The view from the bridgte
Many years ago there were so many fish in the stream, one merely had to hold out a net to supply dinner. This day, the water is running a little fast for that. In fact, records are being set for the time of year for amount of flow in Fish Creek, the Yampa and Elk. Along the far side of the bridge some cystoperis looking ferns were winding there way along the stone work on the one side, and a nice shrub was blooming on the other.

Hiking up the trail there were a few other natural wonders of the plant variety for our enjoyment.  Keying them out may be a different matter.

Colorado Day 6 - Steamboat

Steamboat - the mountain
As Katie said - whenever you get 80 degrees on the mountain (26C), you get a thunderstorm. Usually this does not happen until afternoon. So we got an early start this day as the weather was looking pretty potent from the beginning of the day. The lifts were running, so we took the gondola up.
Steamboat gondola on the way up
The lift did not get us above treeline, but there was a nice nature trail.
Populus on the trail
Androsace on the trail

Clematis scrambling through the brush

Delphiniums in the ditch


Lupines were just beginning to bloom

Mahonia tucked into a crevice

Physaria in the open boulder field
Unfortunately we had to scramble when we heard the three hoots of the gondola horn. An awe inspiring storm was upon us.
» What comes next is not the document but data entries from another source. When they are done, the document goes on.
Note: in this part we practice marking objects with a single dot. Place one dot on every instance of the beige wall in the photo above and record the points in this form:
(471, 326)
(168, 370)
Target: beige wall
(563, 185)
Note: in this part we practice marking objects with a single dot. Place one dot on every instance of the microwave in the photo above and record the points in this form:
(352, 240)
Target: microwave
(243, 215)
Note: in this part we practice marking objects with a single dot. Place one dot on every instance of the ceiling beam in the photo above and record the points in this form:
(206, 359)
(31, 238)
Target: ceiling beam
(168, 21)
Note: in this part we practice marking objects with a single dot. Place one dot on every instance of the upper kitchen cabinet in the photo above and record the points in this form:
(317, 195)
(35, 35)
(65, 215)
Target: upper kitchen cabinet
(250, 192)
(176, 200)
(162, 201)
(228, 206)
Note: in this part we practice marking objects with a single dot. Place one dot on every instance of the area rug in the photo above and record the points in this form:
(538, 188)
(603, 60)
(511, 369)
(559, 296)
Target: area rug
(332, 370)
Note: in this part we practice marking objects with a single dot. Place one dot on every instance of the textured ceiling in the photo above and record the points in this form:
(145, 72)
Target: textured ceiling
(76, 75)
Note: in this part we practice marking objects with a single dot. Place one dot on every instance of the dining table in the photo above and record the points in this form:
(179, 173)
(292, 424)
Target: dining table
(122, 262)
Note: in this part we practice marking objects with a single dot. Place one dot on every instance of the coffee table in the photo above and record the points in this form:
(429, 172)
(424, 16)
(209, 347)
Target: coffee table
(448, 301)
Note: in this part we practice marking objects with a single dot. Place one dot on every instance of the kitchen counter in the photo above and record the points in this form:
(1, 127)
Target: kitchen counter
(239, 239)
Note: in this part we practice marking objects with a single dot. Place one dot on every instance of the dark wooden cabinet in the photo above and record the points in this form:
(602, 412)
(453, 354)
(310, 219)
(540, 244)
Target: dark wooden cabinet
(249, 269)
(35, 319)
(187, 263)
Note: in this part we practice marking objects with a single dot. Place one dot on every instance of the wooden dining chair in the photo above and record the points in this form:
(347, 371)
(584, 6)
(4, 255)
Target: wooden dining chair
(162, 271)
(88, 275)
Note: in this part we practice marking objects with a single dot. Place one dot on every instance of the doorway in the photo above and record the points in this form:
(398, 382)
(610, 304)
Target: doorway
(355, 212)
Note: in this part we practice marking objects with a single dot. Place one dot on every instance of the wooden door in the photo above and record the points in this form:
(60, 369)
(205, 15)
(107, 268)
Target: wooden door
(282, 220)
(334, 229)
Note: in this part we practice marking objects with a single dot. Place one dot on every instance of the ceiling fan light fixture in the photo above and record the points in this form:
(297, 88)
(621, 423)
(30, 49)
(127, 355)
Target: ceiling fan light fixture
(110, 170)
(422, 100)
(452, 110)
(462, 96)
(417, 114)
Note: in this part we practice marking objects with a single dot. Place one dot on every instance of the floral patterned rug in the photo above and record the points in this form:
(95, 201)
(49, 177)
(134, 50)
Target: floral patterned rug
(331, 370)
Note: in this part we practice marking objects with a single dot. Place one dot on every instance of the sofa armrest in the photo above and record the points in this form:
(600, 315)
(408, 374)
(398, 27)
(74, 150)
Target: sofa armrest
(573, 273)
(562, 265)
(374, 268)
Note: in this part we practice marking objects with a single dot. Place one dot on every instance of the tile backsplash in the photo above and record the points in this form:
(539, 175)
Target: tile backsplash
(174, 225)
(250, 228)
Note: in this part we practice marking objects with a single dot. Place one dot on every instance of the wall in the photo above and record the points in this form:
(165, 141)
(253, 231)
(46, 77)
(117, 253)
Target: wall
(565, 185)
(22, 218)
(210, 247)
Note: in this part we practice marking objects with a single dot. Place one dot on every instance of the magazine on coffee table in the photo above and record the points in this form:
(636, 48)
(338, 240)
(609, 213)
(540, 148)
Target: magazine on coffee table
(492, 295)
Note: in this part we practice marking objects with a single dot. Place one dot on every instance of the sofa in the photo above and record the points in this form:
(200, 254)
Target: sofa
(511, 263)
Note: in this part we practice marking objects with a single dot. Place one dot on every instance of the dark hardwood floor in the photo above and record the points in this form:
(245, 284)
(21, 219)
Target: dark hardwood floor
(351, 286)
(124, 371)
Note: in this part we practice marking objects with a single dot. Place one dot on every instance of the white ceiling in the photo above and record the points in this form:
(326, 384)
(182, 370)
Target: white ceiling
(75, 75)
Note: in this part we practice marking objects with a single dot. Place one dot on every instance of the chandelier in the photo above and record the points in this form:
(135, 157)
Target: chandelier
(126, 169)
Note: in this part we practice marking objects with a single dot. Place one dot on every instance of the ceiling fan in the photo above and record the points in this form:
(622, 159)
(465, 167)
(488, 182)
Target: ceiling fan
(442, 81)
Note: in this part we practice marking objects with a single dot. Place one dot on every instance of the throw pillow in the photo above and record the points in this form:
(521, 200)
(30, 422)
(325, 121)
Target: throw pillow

The gondola does not run in rain, much less lightening. We had lunch to wait out the storm. Some of our fellow trapped hikers were shuttled down the mountain by bus, 30 people at a time. But we were fortunate enough to get the lift.

Colorado Day 4


Setting out from Fort Collins, we headed north to Wyoming. But first we had to go through the mountains and their passes. One interesting marker along the way concerned Virginia Dale.
Highway marker for Virginia Dale
In "Roughing It", Mark Twain described the goings-on at this stage station, named for the wife of the infamous Jack Slade. After the Union Pacific Railroad laid tracks to Cheyenne in 188, the stage station floated to obscurity. But what remains is currently the only Overland Stage Co station still standing. The Virginia Dale Community Club is an educational and charitable organization which receives its support from the general public. The stage station was added to the National Register of Historic Places in 1985.

The Touch of Wyoming

Just outside of Laramie, I started noticing flashes of purple. Whoa, plant stop! Rod pulled over while I jumped from the jeep, camera in hand. My first legume of the state:
Oxytropis besseyi 
Oxytropis besseyi
Then came the attack - mosquitoes landed and blatantly bit anything warm they could find, through my scarf, through my pants through my skin! Rod rolled up the windows as fast as could be, trapping one in the top. I ran back to the car and away we sped.
A Wyoming mosquito
Later we took another break. The wind was blowing so hard, the bugs had to cling to the ground. We were safe to hunt plants. And what a score we hit- a vast bunnery!

  Safe to say I need to look up these gems in a manual for the area. But oh, they were good.
Phlox hoodii

Phlox muscoides

Phlox muscoides

Leptodactylon caespitosum
Opuntia polyacantha
Sphaeralcea coccinea

Gaura coccinea

Sphaeromeria capitata

Eriogonum acaule

Eriogonum acaule

Penstemon laricifolius ssp. exiliifolius
the only moving bug was a big beatle
Stanleya pinnata

We dallied in that incredible little dale until the rain and the wind let us know it was time to mosey on down the highway.
Then it was back down, up into the mountains of Colorado. Our destination was Steamboat Springs. We thought it had begun to rain again. Splat. Splat. Big sounds like big raindrops. But to our amazement, it was a hatch. The bugs were so thick it looked like the air was a brown moving mass. As we climbed they passed. Looking at the map the shortest way seemed obvious, but the road started looking a little washed out. A quick call to our son Tim confirmed it. Buffalo Pass still had 6 feet of snow, so we should stick to the main road. So we turned to Rabbit Ears Pass.
Rabbit Ears Pass
Muddy Pass
We made it to Steamboat just in time to watch the bike race - the Town Challenge. Tim and Kate both climbed the mountain.